AI Driven Early Warnings of Defaults on Performing Credit: A Machine Learning Case Study of the Greek Lending Market

Author nameAnastasios Kanellopoulos
TitleAI Driven Early Warnings of Defaults on Performing Credit: A Machine Learning Case Study of the Greek Lending Market
Year2024-2025
Supervisor

Ilias Zavitsanos

IliasZavitsanos

Summary

This thesis aims to apply machine learning (ML) models to predict loan defaults on current accounts in the context of the Greek lending market. Using a unique data set from Qualco, a leading supplier of financial risk management software, the study aims to identify current accounts that have a high disposition to default in the near future. The research contacted follows a systematic approach which involves, data preprocessing, feature engineering, and the application, tuning and statistical testing of various ML models on the given task. Models used for this proccess include but are not limited to Logistic Regression and ensemble models such as Random Forest, XGBoost, LightGBM, and CatBoost. The final results obtained from a 10 fold cross validation, show that all fully featured trained models outperform Logistic Regression, which is the baseline model used in the experiments, and the difference in performance based on pairwise comparisons of classifiers is statistically significant.

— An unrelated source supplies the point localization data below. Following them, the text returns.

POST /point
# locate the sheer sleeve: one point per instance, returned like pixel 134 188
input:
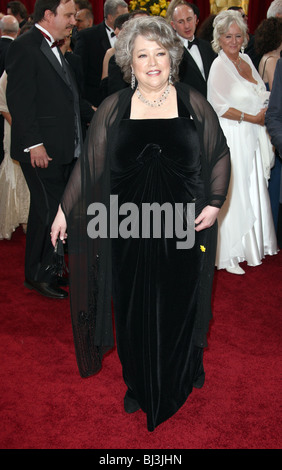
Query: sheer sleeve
pixel 215 156
pixel 90 259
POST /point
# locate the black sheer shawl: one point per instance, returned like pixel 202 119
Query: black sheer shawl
pixel 90 259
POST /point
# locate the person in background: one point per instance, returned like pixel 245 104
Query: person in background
pixel 275 9
pixel 9 27
pixel 81 5
pixel 205 30
pixel 19 11
pixel 198 54
pixel 92 44
pixel 159 142
pixel 118 24
pixel 46 137
pixel 84 19
pixel 250 48
pixel 268 44
pixel 273 120
pixel 238 95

However, among the fully featured trained models there was no single model that exhibits a statistically significant performance when compared with the rest. The fully featured CatBoost, XGBoost and LightGBM models achieved the best performance in this study yet, in pairwise comparisons of performance between these three models, no difference in performance was found statistically significant. Finally, the feature importance analysis, based on a final Catboost model trained on both the train and validation datasets, revealed some of the most important factors that lead to load default perdition in the given dataset. These include but are not limited to, the risk level achieved at the the previous time step, the installments due next month and the city of the customer linked to each account all of which are intuitive and align with the factors deemed as important in the research. The results of this study, act as a useful initial point to further explore the predictive power of complex ML models in the context of loan defaults, especially in the Greek lending market.